Verteporfin photodynamic therapy induced apoptosis in choroidal neovascular membranes

K Petermeier 1,2,3, O Tatar 1,2,3, W Inhoffen 1,2,3, M Völker 1,2,3, B A Lafaut 1,2,3, S Henke‐Fahle 1,2,3, F Gelisken 1,2,3, F Ziemssen 1,2,3, S Bopp 1,2,3, K U Bartz‐Schmidt 1,2,3, S Grisanti 1,2,3
PMCID: PMC1857222  PMID: 16613924

Abstract

Aim

To evaluate the impact of verteporfin photodynamic therapy (PDT) on the induction of apoptosis in choroidal neovascular membranes (CNV) secondary to age related macular degeneration.

Methods

Retrospective review of 22 surgically excised CNV. 12 of these patients had been treated with PDT 3–146 days previously. Apoptotic cells were detected with the TUNEL technique and compared to the expression of CD34 (endothelial cells, EC), CD105 (activated endothelial cells), Ki‐67 (proliferation marker), and cytokeratin18 (retinal pigment epithelial cells, RPE).

Results

CNV excised 3 days after PDT were characterised both by collapsed and patent vessels. The EC displayed a statistical significant positive TUNEL reaction when compared to the remaining treated CNV (p<0.001) and untreated CNV (P = 0.002). The proliferative activity was reduced. CNV excised 1–5 months after PDT displayed a patent vascularisation and high proliferative activity. All membranes either treated or untreated disclosed only sporadic TUNEL positive cells within the stroma and the RPE.

Conclusions

Verteporfin PDT leads to selective and effective damage of EC within CNV. Both patent and occluded vessels were lined by apoptotic EC. This finding and the increased expression of proliferation marker at later time points suggest that revascularisation after PDT is caused by angiogenesis rather than recanalisation.

Keywords: verteporfin, age related macular degeneration, apoptosis, choroidal neovascular membranes, photodynamic therapy


As a leading cause of legal blindness in the elderly, age related macular degeneration (AMD) accounts for most of the blindness in the industrialised world.1 The main cause of severe visual loss is the development of choroidal neovascular membranes (CNV).1 Photodynamic therapy (PDT) with verteporfin has been reported in several clinical trials to limit the disease and the progression of visual loss in subfoveal neovascular AMD.2,3,4,5,6 The therapy is based on a photosensitiser, which, activated by light irradiation, produces singlet oxygen that affects the exposed tissue. In neovascular AMD, the circulating photosensitiser is activated within the CNV in order to target the neovascular tissue without affecting the overlying neurosensory retina.7 Histopathological studies with light and electron microscopy emphasise this selectivity8 and recent clinicopathological studies evaluated the effect of PDT on CNV by light or electron microscopy.9,10,11,12,13

Histological findings of surgically excised CNV 3 days to 3 months after PDT have been published.9,10,11,12,13 In CNV 3 days after PDT endothelial damage without vascular occlusion as well as occluded vessels was noted.11,12 At later time points patent and perfused vessels with normal endothelium were detected.9,12 However, it was not clear whether the vasculature at later time points results from regeneration of damaged endothelium and recanalisation of the affected vessels or from angiogenesis and proliferation of endothelial cells.
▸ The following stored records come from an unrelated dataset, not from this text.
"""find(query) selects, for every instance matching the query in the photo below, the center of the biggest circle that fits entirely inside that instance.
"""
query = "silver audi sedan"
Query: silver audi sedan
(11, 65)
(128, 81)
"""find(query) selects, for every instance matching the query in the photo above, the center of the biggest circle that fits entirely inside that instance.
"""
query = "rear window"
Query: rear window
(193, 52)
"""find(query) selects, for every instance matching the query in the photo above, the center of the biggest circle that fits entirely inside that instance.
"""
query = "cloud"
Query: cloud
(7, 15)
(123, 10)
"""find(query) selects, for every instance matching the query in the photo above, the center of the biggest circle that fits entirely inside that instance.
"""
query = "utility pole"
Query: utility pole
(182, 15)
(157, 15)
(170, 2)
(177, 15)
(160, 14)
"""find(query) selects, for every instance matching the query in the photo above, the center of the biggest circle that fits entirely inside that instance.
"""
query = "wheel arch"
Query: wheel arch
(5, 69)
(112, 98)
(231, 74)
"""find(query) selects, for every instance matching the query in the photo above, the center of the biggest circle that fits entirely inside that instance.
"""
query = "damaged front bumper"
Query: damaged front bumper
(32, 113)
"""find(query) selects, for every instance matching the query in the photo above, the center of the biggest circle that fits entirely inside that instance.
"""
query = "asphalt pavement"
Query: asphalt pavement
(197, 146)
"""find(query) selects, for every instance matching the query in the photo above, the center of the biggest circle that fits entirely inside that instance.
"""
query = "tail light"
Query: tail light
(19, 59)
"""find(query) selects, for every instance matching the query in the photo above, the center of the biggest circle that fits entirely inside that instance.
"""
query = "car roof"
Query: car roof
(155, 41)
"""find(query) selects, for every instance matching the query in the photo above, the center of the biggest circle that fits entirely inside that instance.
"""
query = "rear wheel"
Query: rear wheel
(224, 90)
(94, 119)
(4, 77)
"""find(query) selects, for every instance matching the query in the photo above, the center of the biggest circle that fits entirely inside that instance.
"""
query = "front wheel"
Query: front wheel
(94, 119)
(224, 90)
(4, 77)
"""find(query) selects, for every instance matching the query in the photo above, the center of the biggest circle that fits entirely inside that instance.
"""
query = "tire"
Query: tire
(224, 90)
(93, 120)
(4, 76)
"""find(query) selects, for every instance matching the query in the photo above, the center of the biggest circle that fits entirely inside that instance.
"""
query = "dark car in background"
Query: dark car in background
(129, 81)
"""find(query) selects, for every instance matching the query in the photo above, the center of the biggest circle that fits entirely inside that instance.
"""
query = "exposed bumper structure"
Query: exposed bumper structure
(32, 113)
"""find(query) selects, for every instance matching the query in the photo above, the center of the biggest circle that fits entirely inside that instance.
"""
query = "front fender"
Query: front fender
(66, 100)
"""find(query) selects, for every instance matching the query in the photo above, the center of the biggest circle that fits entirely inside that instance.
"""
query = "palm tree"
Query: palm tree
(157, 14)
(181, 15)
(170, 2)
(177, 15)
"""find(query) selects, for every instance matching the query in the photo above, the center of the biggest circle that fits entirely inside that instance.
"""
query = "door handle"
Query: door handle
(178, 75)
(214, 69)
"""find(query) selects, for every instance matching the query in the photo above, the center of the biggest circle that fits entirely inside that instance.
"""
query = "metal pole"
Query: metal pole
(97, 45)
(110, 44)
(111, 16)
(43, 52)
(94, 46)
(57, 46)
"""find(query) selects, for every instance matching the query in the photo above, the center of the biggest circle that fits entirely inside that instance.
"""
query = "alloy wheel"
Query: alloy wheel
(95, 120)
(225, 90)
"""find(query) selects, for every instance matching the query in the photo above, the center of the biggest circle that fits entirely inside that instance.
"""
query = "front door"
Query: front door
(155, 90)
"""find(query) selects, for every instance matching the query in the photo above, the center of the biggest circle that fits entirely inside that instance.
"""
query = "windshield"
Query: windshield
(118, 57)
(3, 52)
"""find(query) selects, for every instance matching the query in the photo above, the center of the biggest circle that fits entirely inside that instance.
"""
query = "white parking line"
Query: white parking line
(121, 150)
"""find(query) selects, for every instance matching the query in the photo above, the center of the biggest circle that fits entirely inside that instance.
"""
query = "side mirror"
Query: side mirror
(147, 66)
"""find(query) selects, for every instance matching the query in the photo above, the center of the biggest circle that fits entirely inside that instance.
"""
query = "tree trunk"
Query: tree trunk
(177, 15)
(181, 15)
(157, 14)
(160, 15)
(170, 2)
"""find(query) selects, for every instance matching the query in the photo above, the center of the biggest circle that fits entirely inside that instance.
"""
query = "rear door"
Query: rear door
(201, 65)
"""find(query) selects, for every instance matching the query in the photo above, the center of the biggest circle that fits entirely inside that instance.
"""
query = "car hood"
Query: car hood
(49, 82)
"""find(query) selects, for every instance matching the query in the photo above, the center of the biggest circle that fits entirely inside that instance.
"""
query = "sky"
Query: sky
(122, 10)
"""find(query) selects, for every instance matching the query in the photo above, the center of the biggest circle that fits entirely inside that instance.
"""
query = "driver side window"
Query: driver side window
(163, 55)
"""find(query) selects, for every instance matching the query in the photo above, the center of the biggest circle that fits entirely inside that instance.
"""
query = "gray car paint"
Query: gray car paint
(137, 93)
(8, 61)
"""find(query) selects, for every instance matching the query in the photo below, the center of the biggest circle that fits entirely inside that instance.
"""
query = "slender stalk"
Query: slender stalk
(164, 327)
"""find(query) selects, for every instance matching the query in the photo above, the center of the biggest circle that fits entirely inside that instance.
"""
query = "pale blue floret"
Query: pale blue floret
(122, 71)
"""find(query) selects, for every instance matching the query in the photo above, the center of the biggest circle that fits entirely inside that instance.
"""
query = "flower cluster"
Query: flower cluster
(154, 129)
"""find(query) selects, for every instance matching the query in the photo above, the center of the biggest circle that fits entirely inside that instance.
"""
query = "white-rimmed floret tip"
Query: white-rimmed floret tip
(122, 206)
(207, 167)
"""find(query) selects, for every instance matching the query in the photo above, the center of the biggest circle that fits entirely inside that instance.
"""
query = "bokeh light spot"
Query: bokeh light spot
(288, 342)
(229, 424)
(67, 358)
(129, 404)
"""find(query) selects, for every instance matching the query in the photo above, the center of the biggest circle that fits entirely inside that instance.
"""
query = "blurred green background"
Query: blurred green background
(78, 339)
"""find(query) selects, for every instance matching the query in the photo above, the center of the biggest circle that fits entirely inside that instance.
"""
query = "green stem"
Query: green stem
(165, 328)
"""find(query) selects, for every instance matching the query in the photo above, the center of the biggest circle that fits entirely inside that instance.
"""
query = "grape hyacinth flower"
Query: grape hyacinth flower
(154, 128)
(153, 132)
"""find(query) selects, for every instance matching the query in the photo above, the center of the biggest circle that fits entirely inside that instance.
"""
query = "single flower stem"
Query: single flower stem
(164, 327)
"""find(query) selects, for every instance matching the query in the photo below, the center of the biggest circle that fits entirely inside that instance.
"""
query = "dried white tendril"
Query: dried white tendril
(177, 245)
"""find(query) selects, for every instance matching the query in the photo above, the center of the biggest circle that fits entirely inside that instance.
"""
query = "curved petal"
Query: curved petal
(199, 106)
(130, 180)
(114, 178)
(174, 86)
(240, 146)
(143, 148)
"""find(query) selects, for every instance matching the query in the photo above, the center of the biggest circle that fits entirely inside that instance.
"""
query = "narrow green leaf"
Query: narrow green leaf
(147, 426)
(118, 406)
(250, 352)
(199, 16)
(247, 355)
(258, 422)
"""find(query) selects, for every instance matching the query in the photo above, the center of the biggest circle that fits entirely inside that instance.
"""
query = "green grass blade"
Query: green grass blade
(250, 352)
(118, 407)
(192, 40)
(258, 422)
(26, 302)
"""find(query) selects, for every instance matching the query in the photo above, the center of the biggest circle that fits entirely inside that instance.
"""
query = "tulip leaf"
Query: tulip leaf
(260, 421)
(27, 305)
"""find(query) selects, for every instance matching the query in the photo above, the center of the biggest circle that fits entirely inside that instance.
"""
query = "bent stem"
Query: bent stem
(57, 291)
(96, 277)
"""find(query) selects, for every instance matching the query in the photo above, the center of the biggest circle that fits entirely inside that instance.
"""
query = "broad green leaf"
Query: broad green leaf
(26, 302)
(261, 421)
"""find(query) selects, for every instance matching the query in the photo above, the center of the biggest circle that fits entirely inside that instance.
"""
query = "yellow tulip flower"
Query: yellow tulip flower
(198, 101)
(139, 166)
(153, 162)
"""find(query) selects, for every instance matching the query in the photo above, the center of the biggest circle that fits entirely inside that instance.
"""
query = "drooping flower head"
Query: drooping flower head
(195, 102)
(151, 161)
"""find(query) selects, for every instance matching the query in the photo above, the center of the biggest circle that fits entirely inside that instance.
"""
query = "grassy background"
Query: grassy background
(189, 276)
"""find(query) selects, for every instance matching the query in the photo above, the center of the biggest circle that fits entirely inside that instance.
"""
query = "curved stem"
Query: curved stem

In order to address this question we analysed surgically excised CNV for the presence of apoptosis and examined whether its expression could be correlated with the clinical picture and histological effects induced by PDT and the occurring changes thereafter.

Methods

Subjects and treatments

We retrospectively reviewed 22 eyes of 22 consecutive patients, in which surgery for CNV caused by AMD was performed (tables 1 and 2). Twelve of these patients underwent submacular surgery after verteporfin PDT (table 2). All patients had a complete ophthalmological examination including fundus photography and stereoscopic fluorescein angiography (FA). Patients receiving verteporfin PDT were examined by FA before treatment and thereafter on the day of surgery. CNV were classified according to the guidelines of the TAP and VIP studies.2,3,4,5,6 Therapeutic options, including observation, conventional thermal laser photocoagulation, PDT re‐treatment, macular translocation with 360° retinotomy, and CNV extraction were discussed with the patients. Surgical intervention and removal of the neovascular tissue were offered when (a) visual acuity was below 20/200, which is according to the TAP Investigation the minimum visual acuity to recommend the first PDT2,3,4,5,6; and (b) visual deterioration progressed after initial PDT.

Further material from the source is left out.